Her stained-glass enterprise opened as An Túr Gloine (The Tower of Glass) on 1 January 1903 with two commissions, one for Loughrea, and a ‘Naomh Andris’ window for a Martyn cousin. Child began the former; she designed the latter, executing craft stages under Child’s guidance (catholic church, Laban, Co. Galway). Then, autonomously, she created ‘Breandán naomhtha ar an muir’ (catholic cathedral, Loughrea, Co. Galway). She ran the enterprise as a cooperative for forty years, with artistic and commercial success.
She launched a 1909 Neo-Impressionist exhibition in Paris. After lunch with Maud Gonne and W. B. Yeats, the latter told his father she was ‘as characteristic as ever’. The move to Mespil House followed. ‘She lived here full of bubbling gaiety’, according to Mary Colum, and her monthly salon was pivotal in her influence on Irish cultural affairs. The lord mayor of Dublin appointed her to the 1912 Mansion House committee forwarding plans for a modern art gallery. In 1914 the viceroy appointed her to the NGI board of governors and guardians, where she was active in electing successive directors, in retaining old-master pictures from Lane’s legacy, and in smoothing NGI affairs at the 1922 government transition.

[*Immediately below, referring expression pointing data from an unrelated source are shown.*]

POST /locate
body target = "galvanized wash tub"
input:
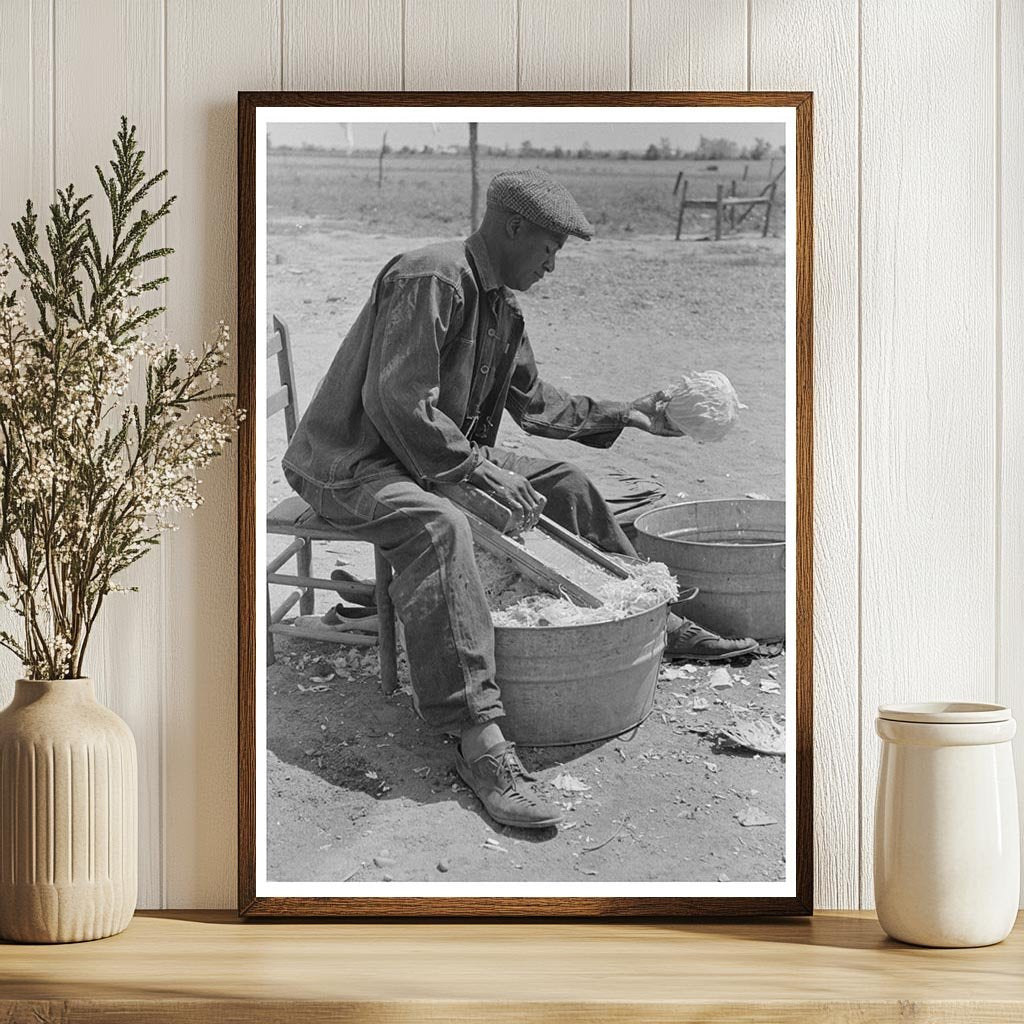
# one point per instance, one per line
(573, 684)
(734, 551)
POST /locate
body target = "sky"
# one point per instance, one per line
(367, 135)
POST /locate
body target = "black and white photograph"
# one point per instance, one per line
(525, 484)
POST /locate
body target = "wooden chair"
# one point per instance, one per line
(293, 517)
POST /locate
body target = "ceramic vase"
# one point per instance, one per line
(69, 796)
(946, 842)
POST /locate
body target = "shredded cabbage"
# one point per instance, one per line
(516, 600)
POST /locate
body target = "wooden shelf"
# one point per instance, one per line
(202, 967)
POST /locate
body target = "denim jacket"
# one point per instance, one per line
(421, 379)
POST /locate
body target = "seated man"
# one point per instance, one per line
(414, 397)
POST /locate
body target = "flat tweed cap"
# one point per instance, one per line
(542, 200)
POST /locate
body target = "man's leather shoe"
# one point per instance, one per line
(508, 792)
(694, 643)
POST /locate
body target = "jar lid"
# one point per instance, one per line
(945, 713)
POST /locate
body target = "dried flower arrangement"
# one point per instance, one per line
(90, 477)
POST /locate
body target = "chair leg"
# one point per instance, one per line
(385, 615)
(305, 562)
(270, 656)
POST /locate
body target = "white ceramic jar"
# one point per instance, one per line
(946, 841)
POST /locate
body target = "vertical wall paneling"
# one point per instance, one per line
(1011, 265)
(689, 44)
(469, 45)
(342, 44)
(26, 133)
(125, 654)
(213, 50)
(780, 59)
(928, 343)
(573, 44)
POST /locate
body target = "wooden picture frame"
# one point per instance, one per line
(798, 899)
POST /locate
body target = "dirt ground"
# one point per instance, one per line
(357, 787)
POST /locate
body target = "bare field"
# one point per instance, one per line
(357, 786)
(429, 195)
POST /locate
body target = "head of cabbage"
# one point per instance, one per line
(701, 403)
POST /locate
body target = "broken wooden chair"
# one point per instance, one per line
(293, 517)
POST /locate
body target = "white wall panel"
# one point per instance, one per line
(213, 50)
(929, 411)
(468, 45)
(342, 44)
(780, 59)
(689, 44)
(27, 167)
(1010, 223)
(573, 44)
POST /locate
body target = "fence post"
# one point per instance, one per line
(682, 207)
(771, 200)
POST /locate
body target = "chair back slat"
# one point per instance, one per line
(276, 401)
(280, 345)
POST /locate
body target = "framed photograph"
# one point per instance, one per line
(524, 504)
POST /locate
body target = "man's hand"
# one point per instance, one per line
(647, 413)
(511, 489)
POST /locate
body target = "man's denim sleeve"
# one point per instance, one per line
(542, 409)
(402, 380)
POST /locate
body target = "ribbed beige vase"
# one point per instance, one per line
(69, 796)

Her painting career continued: at the RHA over 1901–28 she showed genre, landscape, and fifty portraits including ‘Sir Roger Casement’ (1914, NGI), a commission won against competition. Between 1904 and 1930 her work was in five representative selections of Irish art shown abroad. In 1923 she was elected ARHA, and held her one solo exhibition. She achieved full RHA status in 1924, and co-founded Friends of the National Collections of Ireland. Her 1928 proposal to W. T. Cosgrave secured Charlemont House as the Dublin Municipal Gallery of Modern Art. In 1933 she and Sir John Griffith funded art history scholarships which bear their names. Her last known figure picture, painted in two hours in 1935, portrays her favourite model Kathleen Behan (née Kearney). Her final commission was to design the John Dowland memorial in 1937 for Sorrento Park, Dalkey; the opus sectile panel by An Túr Gloine was vandalised and poorly restored subsequently.
On 7 August 1943 she died at Mespil House, following a stroke precipitated by the ‘bad art’ of a postage stamp marking the golden jubilee of the Gaelic League. Her epitaph, justly, is Fortis et strenua.